A global boom in shale oil production similar to the one already underway in the United States could bring down the price of crude as much as 40 percent and add up to 3.7 percent to world economic output, a study released Thursday said.
A study by the PwC consultancy estimated that global production of shale, or tight oil, could gush up to 14 million barrels per day by 2035, or about 12 percent of the world’s total oil supply.
It estimated this would cut 25 to 40 percent off the projected price of $133 per barrel in 2035 by the US Energy Information Administration, which still assumes low levels of shale oil production.
PwC said “we estimate this could increase the level of global GDP in 2035 by around 2.3-3.7 percent,” which is worth $1.7-$2.7 trillion (1.3-2.0 trillion euros) at today’s global gross domestic product levels.

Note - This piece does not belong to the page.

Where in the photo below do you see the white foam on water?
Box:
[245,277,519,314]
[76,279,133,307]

The consultancy said the widespread tapping of shale oil “would revolutionise global energy markets, providing greater long term energy security at lower cost for many countries.”

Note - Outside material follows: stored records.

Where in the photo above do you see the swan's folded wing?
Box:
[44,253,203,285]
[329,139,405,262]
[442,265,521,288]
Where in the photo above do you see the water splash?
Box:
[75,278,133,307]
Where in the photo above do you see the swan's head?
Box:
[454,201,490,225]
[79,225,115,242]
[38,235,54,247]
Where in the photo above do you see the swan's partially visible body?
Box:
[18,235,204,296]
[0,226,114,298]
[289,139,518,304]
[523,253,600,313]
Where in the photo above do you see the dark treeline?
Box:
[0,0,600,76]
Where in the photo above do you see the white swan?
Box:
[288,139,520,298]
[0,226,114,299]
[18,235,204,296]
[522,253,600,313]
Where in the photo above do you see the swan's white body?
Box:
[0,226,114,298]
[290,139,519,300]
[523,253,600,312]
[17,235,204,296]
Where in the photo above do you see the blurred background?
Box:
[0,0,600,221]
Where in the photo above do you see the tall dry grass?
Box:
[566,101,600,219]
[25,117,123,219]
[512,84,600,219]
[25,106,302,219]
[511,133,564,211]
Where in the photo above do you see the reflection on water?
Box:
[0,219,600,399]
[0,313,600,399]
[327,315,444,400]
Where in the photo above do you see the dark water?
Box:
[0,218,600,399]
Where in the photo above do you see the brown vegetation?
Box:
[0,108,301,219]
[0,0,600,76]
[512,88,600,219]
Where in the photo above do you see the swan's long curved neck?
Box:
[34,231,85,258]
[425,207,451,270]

Technological breakthroughs in recent years have allowed the recovery of oil and natural gas from shale rock formations that previously could not be exploited.
Tapping such “unconventional” resources has led to a boom in US oil production, hitting 910,000 barrels per day in January according to estimates by the International Energy Agency, the highest level in over 30 years.
PwC noted this has led to US crude oil prices falling compared to global prices.
A boom in shale gas production has also led to far lower natural gas prices in the United States than in other countries.